Cenotes, Yucatan Peninsula, Mexico
There are very few surface lakes in the Yucatan Peninsula but the porous calcium carbonate structure of the geology of the area allows the surface water to sink through and form significant underground ‘rivers’. Small underwater ‘lakes’ can form where the ground falls away due to erosion and forms the equivalent of caves or sinkholes,. In Mexico, these underground bodies of water are referred to as CENOTES.
We visited two. The first was run as a very commercial operation with admission fees, reinforced side walls and comfortable steps down to the water’s edge.
It’s hot in Mexico and when it is hot there is nothing as refreshing as a quick dip in a Cenote. Tour operators and tourist-oriented enterprises know a good thing when they see one and many tours now include a dip in a Cenote as part of the Mayan experience in the Yucatan Peninsula.
Each of the Cenotes is different in shape and depth. Each can have its own micro climate supporting tropical vegetation somewhat different from the vegetation found in the countryside around the Cenote. Where the Cenote is open to the skies above, lush vines growing down the walls proliferate, but where the Cenote is an underground cavern, with very little light, the lush greens are absent.

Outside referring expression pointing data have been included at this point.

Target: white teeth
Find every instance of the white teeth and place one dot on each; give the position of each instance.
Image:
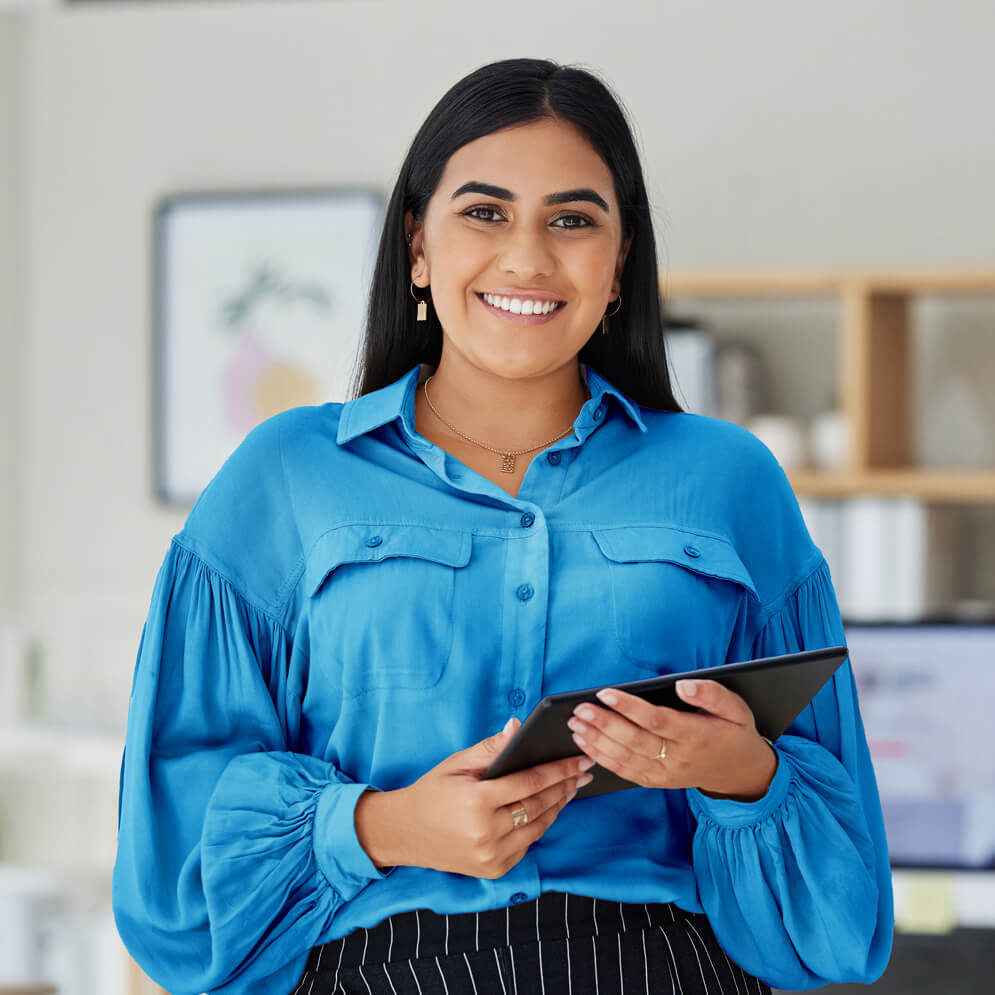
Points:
(518, 306)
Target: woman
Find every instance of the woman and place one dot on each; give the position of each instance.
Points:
(512, 505)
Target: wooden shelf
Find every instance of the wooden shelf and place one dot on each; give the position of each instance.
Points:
(943, 486)
(875, 371)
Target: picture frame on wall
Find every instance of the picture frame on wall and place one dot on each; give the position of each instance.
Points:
(259, 306)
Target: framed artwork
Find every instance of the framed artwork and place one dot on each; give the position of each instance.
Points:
(260, 301)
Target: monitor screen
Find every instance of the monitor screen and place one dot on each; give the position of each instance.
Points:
(927, 699)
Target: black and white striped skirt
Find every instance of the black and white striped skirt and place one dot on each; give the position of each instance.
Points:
(556, 943)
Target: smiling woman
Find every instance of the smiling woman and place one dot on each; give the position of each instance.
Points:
(512, 504)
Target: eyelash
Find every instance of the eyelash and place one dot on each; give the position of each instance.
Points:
(588, 223)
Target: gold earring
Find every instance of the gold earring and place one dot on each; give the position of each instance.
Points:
(606, 315)
(422, 305)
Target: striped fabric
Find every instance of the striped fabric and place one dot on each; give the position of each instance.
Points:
(557, 943)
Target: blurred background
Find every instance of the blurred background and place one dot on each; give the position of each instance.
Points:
(821, 176)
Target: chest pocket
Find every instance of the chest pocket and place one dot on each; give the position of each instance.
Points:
(381, 605)
(675, 595)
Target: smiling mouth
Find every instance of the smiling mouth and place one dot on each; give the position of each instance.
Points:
(516, 305)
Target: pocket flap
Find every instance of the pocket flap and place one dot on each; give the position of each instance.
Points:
(369, 543)
(704, 554)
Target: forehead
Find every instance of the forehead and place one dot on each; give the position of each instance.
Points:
(531, 160)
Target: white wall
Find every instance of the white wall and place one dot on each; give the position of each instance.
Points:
(773, 133)
(11, 335)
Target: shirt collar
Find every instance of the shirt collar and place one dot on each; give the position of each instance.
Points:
(396, 400)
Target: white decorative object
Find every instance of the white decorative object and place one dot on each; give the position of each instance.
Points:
(900, 559)
(260, 305)
(690, 352)
(784, 436)
(829, 440)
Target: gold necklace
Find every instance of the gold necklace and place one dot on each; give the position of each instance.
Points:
(507, 456)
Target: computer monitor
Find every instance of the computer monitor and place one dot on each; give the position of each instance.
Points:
(927, 699)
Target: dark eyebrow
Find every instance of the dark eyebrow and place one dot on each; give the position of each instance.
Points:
(502, 193)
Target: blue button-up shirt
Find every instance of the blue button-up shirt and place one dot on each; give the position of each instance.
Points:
(348, 604)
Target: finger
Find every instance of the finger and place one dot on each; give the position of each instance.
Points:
(658, 720)
(536, 806)
(524, 783)
(598, 724)
(715, 699)
(613, 756)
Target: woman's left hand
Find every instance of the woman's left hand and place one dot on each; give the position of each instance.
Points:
(717, 750)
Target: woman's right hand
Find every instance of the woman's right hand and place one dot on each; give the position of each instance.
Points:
(455, 821)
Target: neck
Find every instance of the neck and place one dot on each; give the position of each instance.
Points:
(502, 412)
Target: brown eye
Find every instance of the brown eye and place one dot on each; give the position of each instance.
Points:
(584, 222)
(477, 212)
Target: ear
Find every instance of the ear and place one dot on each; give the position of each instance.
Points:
(416, 253)
(623, 254)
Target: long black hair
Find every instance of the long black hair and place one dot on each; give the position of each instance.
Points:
(499, 95)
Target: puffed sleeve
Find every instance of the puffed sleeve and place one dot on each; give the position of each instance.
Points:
(233, 852)
(797, 885)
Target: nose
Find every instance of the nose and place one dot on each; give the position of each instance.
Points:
(525, 253)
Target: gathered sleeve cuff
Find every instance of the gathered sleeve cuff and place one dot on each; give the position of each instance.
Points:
(234, 853)
(797, 884)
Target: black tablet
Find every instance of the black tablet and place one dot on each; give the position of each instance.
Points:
(776, 688)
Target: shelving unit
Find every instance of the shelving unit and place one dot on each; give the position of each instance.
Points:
(875, 374)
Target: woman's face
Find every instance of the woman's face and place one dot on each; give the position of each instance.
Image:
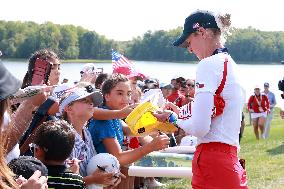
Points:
(194, 44)
(119, 97)
(82, 108)
(55, 72)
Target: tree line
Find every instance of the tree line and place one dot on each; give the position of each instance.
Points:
(21, 39)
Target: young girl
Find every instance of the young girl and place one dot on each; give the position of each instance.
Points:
(77, 108)
(258, 106)
(108, 135)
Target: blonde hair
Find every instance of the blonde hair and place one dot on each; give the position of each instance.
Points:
(223, 21)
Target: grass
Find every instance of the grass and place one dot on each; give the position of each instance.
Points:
(264, 159)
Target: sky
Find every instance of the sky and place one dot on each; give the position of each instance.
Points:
(126, 19)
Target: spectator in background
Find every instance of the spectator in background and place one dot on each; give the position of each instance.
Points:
(176, 97)
(166, 89)
(25, 166)
(272, 102)
(53, 153)
(8, 86)
(281, 88)
(258, 106)
(100, 79)
(64, 81)
(184, 90)
(191, 87)
(89, 73)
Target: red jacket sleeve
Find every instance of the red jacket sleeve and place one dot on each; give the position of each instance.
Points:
(267, 105)
(249, 105)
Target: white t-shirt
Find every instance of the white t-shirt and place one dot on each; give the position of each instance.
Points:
(224, 128)
(15, 152)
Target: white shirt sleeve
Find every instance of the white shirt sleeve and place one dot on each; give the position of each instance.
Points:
(207, 75)
(199, 123)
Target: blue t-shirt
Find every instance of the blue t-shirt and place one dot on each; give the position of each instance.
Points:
(101, 129)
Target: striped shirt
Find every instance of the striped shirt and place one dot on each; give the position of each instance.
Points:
(59, 177)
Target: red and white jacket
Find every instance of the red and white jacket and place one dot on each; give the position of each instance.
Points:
(258, 103)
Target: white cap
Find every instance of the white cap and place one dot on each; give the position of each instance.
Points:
(188, 141)
(62, 89)
(80, 93)
(89, 68)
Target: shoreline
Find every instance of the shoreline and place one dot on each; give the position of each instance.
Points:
(109, 61)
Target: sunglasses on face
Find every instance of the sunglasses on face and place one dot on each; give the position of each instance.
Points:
(33, 146)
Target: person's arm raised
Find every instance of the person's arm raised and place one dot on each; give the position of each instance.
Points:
(105, 114)
(21, 118)
(113, 147)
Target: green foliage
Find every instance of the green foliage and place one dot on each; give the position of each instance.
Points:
(20, 39)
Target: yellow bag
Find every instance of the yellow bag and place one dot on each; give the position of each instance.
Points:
(141, 120)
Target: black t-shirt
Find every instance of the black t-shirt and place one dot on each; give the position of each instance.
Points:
(59, 177)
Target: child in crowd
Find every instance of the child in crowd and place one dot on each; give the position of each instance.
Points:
(53, 144)
(77, 108)
(108, 135)
(25, 166)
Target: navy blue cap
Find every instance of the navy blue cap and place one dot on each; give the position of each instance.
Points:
(197, 19)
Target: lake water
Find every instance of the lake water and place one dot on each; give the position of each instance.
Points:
(251, 75)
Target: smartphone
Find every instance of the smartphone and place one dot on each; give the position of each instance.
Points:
(41, 72)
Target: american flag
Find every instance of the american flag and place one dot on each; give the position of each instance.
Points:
(118, 60)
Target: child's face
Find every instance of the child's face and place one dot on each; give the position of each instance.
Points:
(82, 109)
(119, 97)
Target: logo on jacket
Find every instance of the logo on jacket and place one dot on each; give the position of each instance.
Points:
(199, 85)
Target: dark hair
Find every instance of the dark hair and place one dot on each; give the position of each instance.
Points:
(100, 79)
(56, 138)
(180, 80)
(26, 166)
(111, 82)
(44, 54)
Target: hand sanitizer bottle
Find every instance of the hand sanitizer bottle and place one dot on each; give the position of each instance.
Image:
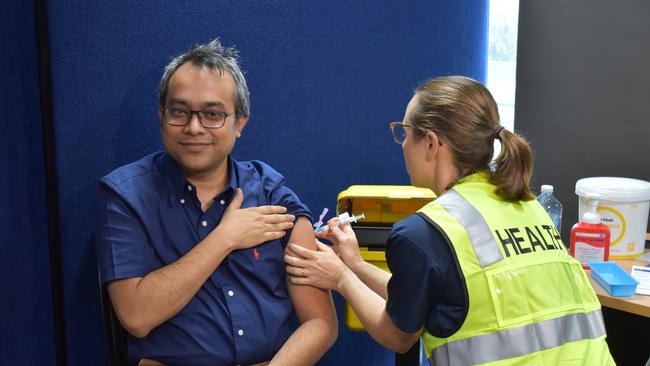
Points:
(589, 237)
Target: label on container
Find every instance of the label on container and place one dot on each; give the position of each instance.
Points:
(627, 223)
(585, 252)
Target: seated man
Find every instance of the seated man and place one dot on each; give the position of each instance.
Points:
(190, 241)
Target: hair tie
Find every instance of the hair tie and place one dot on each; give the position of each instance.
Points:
(497, 132)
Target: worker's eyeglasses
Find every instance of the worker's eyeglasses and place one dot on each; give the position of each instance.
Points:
(399, 132)
(209, 118)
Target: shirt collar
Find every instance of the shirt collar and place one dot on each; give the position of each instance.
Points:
(178, 183)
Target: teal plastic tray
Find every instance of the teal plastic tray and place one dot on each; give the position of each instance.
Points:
(613, 278)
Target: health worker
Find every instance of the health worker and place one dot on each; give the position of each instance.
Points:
(480, 273)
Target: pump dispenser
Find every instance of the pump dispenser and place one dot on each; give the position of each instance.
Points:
(590, 238)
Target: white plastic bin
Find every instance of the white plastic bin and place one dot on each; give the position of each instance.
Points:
(623, 205)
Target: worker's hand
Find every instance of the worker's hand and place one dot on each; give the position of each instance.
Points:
(344, 242)
(247, 227)
(320, 268)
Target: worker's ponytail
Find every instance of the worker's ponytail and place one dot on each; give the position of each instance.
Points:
(464, 113)
(513, 168)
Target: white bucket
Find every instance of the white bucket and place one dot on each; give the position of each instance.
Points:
(623, 206)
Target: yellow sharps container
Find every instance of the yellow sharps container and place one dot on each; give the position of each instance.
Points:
(382, 206)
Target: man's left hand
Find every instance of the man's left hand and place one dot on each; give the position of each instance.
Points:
(320, 268)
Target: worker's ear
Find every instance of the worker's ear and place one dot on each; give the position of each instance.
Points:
(432, 144)
(240, 123)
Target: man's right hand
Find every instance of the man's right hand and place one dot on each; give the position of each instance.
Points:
(248, 227)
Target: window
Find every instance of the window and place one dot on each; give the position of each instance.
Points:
(502, 57)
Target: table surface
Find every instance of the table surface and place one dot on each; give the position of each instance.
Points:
(637, 304)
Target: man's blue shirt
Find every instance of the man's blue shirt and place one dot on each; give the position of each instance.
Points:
(148, 216)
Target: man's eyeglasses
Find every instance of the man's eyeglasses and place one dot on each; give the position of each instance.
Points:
(399, 132)
(209, 118)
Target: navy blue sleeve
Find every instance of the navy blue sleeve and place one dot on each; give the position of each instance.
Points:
(426, 288)
(283, 196)
(123, 249)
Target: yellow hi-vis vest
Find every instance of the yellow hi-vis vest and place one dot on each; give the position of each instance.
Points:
(530, 302)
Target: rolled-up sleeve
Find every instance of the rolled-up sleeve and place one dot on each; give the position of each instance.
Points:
(123, 249)
(283, 196)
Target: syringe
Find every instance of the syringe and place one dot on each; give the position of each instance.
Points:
(344, 218)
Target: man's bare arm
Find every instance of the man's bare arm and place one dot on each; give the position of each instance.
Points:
(318, 324)
(143, 303)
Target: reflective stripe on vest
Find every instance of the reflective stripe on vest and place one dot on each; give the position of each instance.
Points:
(520, 341)
(486, 248)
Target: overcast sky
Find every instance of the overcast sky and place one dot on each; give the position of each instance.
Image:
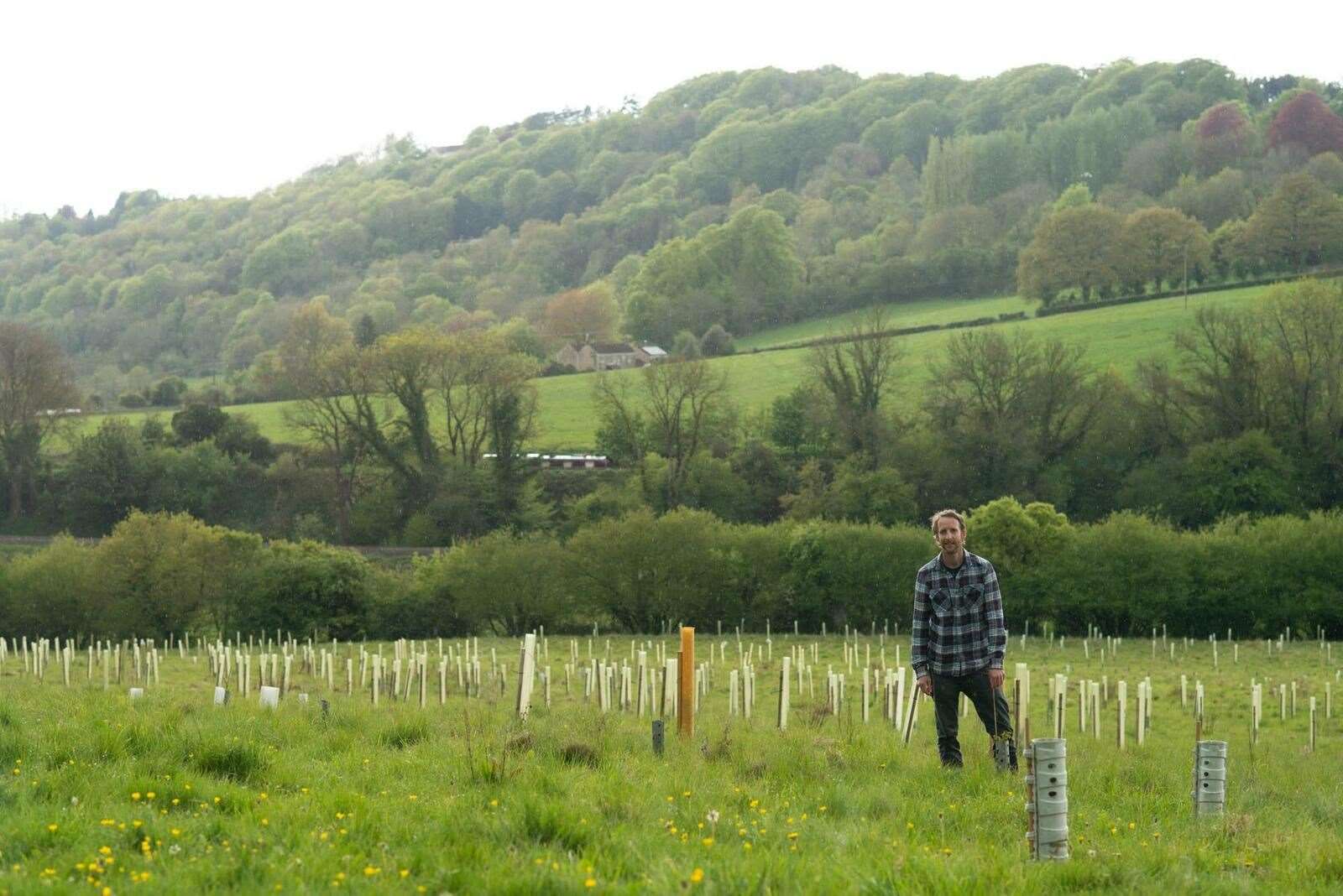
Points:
(230, 98)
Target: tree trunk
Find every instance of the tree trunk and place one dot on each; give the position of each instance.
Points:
(15, 494)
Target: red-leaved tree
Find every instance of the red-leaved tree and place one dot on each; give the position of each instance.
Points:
(1304, 121)
(1225, 136)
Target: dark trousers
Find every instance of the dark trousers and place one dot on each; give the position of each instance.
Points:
(990, 705)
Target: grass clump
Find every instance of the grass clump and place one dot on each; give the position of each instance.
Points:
(241, 762)
(405, 734)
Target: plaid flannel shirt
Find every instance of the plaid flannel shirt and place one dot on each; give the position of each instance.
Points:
(959, 625)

The second cenote that we visited was much more ‘original’ in its nature and required descent on a steep set of stairs down to an underground cavern with limited electric lighting to allow visitors to see a bit in the cavern. Going from the commercial-style cenote, open to the skies, down to an underground cavern was a pretty significant contrast.
Playa del Carmen, Yucatan Peninsula, Mexico
The beach beckons, but my reason for traveling to Playa del Carmen had nothing to do with the beaches. I was running out of storage space on my CF cards and wanted to have my photos transferred to a CD so that I could just keep on shooting. (Location)
Coba, Mayan Ruins, Yucatan Peninsula, Mexico
For those visiting the Yucatan Peninsula of Mexico, the Mayan ruins at Chichen-Itza are likely the highest priority and certainly the most heavily visited by tourists. Unlike the Chichen-Itza site with its wide pathways and open grounds with local merchants lining the pathways, Coba is still the path less traveled with narrower pathways, a definite jungle feeling and only one location to buy souvenirs and that location is outside of the site.
A portion of the beach at Palladium Resorts, Yucatan Peninsula: After a day or two of trudging through jungles and looking at Mayan ruins at Coba and Chichen-Itza, a bit of sun, surf and sand sure looks tempting. And, of course, playing or watching beach volleyball can take one’s mind off of Mayan ruins.